Seharusnya, lanjut Ruswandi, jika melihat biaya yang dikeluarkan petani di musim kemarau, mesti ada peningkatan harga jual ketimbang harga sayur di musim hujan. Namun nyatanya, harga lebih murah di pasaran.
“Ini yang harus dicari. Apakah terjadi monopoli atau tidak? Kalau logika saya tidak masuk. Harusnya harga mahal, tidak semurah itu. Masa iya lalapan leunca dan terong cuma laku 500 perak,” imbuhnya dengan mimik bingung.
Keluhan petani tersebut seharusnya direspons cepat pemerintah. Dinas terkait seharusnya sudah turun menginventarisasi persoalan yang terjadi, dan mengurai benang kusut alur distribusi yang membuat petani menderita.
Seperti yang disampaikan Ketua Kelompok Tani Tumbuh Maju Waled, Maimun. Menurutnya, hampir seluruh komoditi sayur yang ditanam oleh mayoritas petani di Kecamatan Waled harganya anjlok.
“Kita juga bingung, padahal saat ini musim kemarau. Biasanya harga-harga mahal, karena ongkos dan biaya tanam naik. Ini malah turun dan cenderung tidak laku,” ujarnya.
Dia pun mencontohkan harga cabai hijau besar di tingkat petani yang saat ini dibeli tengkulak dengan harga Rp 4 ribu per kilogram. Harga tersebut tidak sebanding dengan ongkos biaya petik harian yang saat ini sebesar Rp 35 ribu.
“Biasanya kalau sehari itu kita bayar orang Rp 35 ribu, maksimal paling dapat 7 kilo, jika dikali 4 ribu paling banter dapat Rp 28 ribu. Sementara biaya yang dikeluarkan Rp 35 ribu. Ketimbang harus nombok, mending tidak usah dipanen,” imbuhnya.
Dia menambahkan, selain menghadapi harga yang rendah, petani di wilayah Kecamatan Waled juga saat ini dihadapkan pada serangan ulat cabai yang tengah banyak dan masif. Tidak hanya menyerang daun, namun juga buah cabai langsung.
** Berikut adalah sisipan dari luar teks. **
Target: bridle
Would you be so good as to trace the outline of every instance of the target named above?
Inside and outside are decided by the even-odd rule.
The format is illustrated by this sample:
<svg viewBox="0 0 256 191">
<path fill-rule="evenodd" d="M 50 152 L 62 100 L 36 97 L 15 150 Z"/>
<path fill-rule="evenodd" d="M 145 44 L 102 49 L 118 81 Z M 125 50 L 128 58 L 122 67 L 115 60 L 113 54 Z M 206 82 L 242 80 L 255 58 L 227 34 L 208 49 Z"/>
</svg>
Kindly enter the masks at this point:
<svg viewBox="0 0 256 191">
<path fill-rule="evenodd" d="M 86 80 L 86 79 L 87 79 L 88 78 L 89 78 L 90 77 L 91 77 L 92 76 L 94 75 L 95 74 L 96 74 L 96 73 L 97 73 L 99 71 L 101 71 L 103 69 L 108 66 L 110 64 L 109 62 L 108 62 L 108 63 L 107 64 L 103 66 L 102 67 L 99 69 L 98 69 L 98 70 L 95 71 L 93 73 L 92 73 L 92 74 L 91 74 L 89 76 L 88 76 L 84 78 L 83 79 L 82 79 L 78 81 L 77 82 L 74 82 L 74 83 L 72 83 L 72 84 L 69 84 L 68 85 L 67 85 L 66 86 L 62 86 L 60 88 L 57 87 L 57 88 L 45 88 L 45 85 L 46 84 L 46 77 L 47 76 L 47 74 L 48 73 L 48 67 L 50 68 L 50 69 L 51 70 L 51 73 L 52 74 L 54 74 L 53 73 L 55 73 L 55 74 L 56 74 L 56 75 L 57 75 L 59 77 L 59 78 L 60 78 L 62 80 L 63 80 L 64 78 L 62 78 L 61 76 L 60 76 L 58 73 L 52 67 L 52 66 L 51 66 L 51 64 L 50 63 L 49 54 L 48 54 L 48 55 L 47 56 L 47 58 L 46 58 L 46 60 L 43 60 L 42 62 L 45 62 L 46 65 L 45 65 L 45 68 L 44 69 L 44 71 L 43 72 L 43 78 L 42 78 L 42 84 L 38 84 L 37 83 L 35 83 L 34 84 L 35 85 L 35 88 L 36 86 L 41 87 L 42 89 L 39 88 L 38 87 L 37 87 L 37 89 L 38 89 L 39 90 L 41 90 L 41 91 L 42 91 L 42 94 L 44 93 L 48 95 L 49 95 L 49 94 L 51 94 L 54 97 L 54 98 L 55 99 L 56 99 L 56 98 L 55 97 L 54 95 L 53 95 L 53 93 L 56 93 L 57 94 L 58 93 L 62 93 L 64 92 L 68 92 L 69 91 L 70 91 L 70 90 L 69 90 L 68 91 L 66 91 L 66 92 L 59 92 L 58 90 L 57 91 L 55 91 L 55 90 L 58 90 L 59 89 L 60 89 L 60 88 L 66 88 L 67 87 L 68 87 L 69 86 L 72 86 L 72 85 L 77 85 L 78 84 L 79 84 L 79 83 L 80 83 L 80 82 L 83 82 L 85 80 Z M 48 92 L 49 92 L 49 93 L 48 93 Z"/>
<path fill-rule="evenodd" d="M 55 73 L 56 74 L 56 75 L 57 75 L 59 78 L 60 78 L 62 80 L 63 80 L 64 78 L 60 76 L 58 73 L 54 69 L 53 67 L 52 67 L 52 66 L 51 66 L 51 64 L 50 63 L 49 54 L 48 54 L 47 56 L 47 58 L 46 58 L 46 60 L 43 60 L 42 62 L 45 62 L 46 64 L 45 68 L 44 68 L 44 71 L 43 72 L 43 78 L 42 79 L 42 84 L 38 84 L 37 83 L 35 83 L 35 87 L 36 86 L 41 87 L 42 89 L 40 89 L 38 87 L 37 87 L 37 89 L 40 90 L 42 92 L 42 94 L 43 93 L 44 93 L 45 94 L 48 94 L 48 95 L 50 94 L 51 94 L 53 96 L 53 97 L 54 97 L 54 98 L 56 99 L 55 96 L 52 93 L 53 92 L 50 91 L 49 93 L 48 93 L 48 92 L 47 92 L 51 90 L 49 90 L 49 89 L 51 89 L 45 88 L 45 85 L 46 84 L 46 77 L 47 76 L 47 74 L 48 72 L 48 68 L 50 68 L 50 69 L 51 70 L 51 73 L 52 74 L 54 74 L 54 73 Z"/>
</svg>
“Sudah harganya rendah, kita juga bingung milihnya. Hampir mayoritas petani cabai kali ini gagal. Sekarang sedang kita pulihkan, kita rawat lagi sambil menunggu panen berikutnya. Siapa tahu harganya lebih baik,” tukasnya.
Selain harga cabai hijau besar yang kini tengah jatuh di tingkat petani, anjloknya harga sayur yang tak kalah sadis juga terjadi pada leunca. Sayuran yang biasanya dipakai untuk lalapan, turun drastis bahkan sampai 14 kali lipat dari harga saat ini.
“Bulan lalu harganya masih Rp 7 ribu, sekarang perkilonya 500 perak. Buat apa dipanen, mending dibiarkan tua saja, bisa buat bibit lagi. Kalau dipanen juga percuma, hasilnya tidak seberapa, pasti rugi,” ujar Karjono, salah satu petani dari Desa Ambit, Kecamatan Waled, Kabupaten Cirebon yang ditemui Radar Cirebon di ladang pertaniannya.
Tak cukup hanya di situ, dua komoditi utama petani Waled yang turun drastis juga menimpa terong ungu dan bawang merah. Saat ini, harga terong di tingkat petani hanya Rp 500 per kilogram dan harga bawang merah hanya Rp 8 ribu.
“Saya tanam juga bawang Sumenep, harganya jatuh juga. Kemarau ini kita benar-benar rugi,” imbuh Karjono.